May 21, 2010
Stat Anomaly: 20 Losses in a Season: Steve Carlton, 1973
The surprising thing about the list of those that have compiled 20 losses in a season, is that many of them were not bad pitchers over the whole of their career. It's just that for one season sometimes your arm is tired from 30 complete games and 346 innings the previous year. Is that a viable explanation? Or you start, 40 games and get a decision in 33 of them. How many pitchers have 33 decisions in a season anymore? Suffice to say, Steve Carlton followed his 1972 ( I would put forth this is one of the ten greatest pitching seasons of the past 40 years) with a not so stellar performance in 1973. He had 20 losses, 3.90 ERA (97 ERA+), 113 BB, and league leading totals 127 ER allowed (and a league-leading 293 IP and 1262 batters faced), 293 Hits allowed, and 18 complete games.

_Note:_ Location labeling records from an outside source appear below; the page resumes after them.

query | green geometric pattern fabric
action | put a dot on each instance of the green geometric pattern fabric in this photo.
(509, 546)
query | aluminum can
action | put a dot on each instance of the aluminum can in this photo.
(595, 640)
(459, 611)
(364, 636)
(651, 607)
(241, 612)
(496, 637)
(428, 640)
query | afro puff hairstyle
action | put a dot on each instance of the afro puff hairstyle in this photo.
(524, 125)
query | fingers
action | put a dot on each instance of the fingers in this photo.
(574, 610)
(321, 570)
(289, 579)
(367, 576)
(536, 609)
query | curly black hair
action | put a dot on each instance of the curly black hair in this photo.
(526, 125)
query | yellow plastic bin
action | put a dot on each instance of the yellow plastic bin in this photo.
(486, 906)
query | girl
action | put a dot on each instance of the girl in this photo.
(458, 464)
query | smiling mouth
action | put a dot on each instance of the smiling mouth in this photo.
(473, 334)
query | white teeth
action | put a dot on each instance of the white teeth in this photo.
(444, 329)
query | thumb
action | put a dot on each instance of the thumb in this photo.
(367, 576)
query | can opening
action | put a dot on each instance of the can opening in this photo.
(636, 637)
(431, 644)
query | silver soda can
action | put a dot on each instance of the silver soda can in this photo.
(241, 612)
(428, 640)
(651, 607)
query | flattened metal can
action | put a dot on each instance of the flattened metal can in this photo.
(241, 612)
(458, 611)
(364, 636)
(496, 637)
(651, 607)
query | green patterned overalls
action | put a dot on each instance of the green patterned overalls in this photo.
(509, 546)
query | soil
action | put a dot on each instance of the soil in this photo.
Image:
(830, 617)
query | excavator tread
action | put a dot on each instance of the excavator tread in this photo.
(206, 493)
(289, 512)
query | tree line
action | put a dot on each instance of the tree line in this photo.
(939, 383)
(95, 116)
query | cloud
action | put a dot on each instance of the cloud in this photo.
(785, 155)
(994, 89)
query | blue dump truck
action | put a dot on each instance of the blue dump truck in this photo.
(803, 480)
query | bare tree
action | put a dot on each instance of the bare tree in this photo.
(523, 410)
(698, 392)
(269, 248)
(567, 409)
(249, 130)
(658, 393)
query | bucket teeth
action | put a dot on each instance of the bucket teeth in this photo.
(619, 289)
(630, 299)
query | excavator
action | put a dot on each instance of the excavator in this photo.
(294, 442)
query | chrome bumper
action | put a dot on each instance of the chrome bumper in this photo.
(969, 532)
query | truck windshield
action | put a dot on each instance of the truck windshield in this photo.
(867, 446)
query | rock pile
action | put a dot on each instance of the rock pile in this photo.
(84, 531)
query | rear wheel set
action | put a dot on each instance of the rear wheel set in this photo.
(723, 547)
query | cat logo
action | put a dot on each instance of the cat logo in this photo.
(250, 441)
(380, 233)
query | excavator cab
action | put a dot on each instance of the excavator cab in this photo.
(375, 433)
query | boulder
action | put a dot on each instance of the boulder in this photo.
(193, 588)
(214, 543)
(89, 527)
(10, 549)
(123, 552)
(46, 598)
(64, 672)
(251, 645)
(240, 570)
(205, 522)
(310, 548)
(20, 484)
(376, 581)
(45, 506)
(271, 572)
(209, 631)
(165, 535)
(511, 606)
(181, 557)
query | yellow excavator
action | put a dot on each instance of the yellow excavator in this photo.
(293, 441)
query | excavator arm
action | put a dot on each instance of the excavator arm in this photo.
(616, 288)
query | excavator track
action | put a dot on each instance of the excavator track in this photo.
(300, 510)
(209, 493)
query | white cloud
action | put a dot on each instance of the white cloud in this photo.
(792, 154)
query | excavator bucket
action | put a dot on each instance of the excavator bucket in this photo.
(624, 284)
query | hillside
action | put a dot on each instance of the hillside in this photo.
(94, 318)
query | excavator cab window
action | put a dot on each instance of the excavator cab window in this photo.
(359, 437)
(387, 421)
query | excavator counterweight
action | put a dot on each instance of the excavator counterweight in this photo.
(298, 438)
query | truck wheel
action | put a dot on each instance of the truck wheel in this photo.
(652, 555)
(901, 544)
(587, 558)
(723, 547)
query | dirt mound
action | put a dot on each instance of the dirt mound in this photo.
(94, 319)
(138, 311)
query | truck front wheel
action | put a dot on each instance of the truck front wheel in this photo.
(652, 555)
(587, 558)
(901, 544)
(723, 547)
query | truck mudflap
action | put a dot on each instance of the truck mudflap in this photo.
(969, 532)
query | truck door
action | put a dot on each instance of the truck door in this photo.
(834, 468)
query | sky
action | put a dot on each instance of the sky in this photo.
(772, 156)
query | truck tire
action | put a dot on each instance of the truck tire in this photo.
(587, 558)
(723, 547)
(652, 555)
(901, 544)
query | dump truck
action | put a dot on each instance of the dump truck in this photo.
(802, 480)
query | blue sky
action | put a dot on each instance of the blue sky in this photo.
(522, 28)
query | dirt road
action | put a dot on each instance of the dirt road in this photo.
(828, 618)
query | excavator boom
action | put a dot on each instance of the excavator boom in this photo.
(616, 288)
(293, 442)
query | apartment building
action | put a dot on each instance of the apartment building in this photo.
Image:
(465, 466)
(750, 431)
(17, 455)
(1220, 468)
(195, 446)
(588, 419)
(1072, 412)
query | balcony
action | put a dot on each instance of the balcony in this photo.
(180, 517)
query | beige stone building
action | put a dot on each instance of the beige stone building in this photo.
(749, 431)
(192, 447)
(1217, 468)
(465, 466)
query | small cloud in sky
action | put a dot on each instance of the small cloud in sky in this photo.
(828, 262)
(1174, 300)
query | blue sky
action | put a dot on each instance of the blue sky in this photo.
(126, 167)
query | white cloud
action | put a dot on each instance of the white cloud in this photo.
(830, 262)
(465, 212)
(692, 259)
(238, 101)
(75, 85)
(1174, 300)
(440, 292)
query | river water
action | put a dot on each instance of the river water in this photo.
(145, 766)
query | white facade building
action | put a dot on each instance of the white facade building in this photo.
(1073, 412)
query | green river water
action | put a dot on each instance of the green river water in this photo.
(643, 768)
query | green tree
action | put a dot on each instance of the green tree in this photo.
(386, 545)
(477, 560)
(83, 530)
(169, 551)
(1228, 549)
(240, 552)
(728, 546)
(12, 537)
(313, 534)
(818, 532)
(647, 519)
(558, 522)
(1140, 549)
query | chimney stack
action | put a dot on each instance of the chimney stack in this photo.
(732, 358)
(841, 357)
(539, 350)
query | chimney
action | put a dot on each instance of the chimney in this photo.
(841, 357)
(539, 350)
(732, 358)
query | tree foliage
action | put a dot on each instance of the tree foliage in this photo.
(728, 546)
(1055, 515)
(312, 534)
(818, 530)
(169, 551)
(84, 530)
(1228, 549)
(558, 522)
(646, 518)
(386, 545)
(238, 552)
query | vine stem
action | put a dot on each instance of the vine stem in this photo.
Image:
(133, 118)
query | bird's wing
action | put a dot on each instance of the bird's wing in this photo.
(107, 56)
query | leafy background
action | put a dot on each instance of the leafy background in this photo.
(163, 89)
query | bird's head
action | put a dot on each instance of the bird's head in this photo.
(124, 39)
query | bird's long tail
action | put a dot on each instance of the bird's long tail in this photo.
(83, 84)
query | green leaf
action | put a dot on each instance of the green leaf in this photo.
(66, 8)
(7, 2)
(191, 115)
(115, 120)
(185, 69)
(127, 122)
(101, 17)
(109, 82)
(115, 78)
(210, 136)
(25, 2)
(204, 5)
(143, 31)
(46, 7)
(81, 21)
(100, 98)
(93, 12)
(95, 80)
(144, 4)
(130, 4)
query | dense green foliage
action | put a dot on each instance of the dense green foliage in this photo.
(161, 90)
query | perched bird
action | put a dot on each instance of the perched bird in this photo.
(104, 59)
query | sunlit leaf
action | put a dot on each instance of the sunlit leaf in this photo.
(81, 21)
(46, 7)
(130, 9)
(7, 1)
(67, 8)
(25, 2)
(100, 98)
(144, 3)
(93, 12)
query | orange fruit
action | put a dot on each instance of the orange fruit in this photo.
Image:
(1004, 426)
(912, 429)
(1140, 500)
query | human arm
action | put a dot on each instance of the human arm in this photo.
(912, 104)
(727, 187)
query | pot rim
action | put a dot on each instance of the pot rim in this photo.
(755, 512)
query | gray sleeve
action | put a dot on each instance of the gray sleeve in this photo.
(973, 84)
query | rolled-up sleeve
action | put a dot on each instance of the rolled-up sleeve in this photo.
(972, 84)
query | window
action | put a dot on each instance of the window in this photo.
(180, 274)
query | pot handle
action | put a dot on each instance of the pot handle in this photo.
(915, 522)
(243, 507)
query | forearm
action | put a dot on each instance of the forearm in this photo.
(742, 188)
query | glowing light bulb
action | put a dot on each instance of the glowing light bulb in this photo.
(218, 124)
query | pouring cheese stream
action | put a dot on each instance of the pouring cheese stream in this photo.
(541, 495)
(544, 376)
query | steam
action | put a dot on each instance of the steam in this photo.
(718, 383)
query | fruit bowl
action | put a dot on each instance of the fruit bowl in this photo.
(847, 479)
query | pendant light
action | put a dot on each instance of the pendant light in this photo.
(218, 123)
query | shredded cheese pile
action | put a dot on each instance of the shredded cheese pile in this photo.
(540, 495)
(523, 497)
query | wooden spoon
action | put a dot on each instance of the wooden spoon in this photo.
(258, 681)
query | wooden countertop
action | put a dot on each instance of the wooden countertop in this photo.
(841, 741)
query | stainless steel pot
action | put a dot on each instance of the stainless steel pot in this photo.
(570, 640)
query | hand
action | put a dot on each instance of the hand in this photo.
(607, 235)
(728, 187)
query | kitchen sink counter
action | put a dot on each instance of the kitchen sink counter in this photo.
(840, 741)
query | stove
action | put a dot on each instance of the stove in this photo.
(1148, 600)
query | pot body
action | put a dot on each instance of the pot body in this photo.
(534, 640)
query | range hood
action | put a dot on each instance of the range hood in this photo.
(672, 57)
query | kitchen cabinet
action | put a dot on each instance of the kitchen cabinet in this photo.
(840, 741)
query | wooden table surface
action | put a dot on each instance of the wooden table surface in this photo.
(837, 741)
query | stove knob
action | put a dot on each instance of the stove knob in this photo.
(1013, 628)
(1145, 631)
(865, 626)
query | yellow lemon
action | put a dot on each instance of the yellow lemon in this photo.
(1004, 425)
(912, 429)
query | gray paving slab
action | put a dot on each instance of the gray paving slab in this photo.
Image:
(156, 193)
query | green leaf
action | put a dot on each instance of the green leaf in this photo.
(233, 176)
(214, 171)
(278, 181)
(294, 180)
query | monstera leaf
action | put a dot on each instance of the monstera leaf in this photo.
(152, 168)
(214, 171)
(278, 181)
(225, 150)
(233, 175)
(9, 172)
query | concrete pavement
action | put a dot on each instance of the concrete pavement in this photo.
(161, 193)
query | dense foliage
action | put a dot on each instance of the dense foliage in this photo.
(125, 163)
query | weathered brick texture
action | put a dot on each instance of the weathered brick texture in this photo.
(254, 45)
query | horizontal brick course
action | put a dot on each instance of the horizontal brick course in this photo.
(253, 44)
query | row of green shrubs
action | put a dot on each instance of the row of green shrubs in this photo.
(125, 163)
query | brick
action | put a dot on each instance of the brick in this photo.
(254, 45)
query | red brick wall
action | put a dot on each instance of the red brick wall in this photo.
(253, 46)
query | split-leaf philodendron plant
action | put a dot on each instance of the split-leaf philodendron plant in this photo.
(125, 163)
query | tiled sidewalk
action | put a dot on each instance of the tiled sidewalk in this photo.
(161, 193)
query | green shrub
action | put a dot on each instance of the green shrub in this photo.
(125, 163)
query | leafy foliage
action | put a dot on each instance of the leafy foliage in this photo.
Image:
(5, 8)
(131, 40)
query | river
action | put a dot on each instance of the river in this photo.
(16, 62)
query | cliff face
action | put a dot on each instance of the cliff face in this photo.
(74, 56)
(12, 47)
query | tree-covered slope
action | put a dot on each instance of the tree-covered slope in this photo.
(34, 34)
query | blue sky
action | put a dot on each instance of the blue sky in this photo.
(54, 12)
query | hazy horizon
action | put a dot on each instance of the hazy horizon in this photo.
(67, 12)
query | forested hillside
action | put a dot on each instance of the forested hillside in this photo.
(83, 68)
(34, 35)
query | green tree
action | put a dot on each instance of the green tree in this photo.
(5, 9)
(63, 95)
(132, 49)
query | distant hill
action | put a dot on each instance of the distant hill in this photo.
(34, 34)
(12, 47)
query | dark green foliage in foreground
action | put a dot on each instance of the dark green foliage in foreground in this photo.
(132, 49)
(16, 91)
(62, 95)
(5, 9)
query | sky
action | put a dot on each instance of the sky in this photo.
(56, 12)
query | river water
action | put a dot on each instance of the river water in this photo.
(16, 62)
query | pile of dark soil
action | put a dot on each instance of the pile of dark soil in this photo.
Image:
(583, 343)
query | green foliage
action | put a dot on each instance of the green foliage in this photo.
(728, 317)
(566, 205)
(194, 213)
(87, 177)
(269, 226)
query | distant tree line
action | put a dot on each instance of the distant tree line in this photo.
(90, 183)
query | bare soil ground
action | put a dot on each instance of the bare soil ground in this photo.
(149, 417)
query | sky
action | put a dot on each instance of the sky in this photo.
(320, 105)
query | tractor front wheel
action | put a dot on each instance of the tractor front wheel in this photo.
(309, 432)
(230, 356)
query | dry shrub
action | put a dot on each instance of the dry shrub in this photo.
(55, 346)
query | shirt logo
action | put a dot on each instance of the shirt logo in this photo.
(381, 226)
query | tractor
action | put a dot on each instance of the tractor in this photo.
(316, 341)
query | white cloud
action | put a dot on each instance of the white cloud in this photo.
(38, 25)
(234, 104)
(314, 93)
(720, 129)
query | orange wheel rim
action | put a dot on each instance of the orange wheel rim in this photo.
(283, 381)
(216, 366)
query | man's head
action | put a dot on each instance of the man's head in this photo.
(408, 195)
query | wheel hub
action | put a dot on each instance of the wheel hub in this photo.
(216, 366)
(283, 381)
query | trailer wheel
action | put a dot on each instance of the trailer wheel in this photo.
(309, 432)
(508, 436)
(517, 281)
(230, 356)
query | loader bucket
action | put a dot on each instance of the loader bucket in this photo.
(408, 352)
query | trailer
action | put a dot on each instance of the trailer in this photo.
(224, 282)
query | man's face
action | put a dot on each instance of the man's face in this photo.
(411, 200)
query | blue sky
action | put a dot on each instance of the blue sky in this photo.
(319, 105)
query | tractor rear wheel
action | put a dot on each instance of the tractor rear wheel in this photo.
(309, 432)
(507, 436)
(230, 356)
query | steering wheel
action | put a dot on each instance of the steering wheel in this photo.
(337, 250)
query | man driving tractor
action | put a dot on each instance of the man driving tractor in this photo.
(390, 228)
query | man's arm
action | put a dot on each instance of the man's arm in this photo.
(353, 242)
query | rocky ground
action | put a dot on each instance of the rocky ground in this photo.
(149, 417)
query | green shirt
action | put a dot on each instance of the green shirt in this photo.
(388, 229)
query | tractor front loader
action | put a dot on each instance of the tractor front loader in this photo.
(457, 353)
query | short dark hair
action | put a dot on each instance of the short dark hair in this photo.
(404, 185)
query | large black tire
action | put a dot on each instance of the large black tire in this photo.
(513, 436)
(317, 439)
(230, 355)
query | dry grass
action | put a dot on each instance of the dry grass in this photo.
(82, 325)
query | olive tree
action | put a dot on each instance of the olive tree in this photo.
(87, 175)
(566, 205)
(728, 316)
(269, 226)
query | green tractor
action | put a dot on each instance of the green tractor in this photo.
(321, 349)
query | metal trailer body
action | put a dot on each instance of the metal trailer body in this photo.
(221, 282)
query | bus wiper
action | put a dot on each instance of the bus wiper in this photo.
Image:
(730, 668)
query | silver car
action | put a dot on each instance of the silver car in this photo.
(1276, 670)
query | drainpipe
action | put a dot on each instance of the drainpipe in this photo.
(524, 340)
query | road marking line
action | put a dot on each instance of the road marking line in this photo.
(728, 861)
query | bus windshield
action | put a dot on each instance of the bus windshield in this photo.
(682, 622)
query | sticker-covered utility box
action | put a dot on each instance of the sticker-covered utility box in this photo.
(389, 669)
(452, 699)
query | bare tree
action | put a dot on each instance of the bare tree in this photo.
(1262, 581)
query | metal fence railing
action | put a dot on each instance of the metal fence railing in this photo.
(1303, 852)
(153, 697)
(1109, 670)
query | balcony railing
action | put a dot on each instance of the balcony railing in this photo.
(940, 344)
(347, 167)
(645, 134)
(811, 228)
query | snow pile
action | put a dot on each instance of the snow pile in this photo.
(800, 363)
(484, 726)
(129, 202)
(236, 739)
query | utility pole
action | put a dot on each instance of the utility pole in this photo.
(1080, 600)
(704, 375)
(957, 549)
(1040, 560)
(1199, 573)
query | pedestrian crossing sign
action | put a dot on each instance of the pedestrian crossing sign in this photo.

Something was not quite the same. His K rate declined from 8.1 to 6.8 K/9 and his BB rate climbed from 2.3 to 3.5 BB/9. Was he unlucky? Well, not especially. He had seven losses from quality starts. Only 3 or 4, I would characterize as extremely unlucky. In the majority of his losses, he just did not seem to have the proverbial it. The league average was 4.15 runs/game and he allowed 4 or more runs in losses 12 times.
Welcome to the list, 1974 Topps Steve Carlton.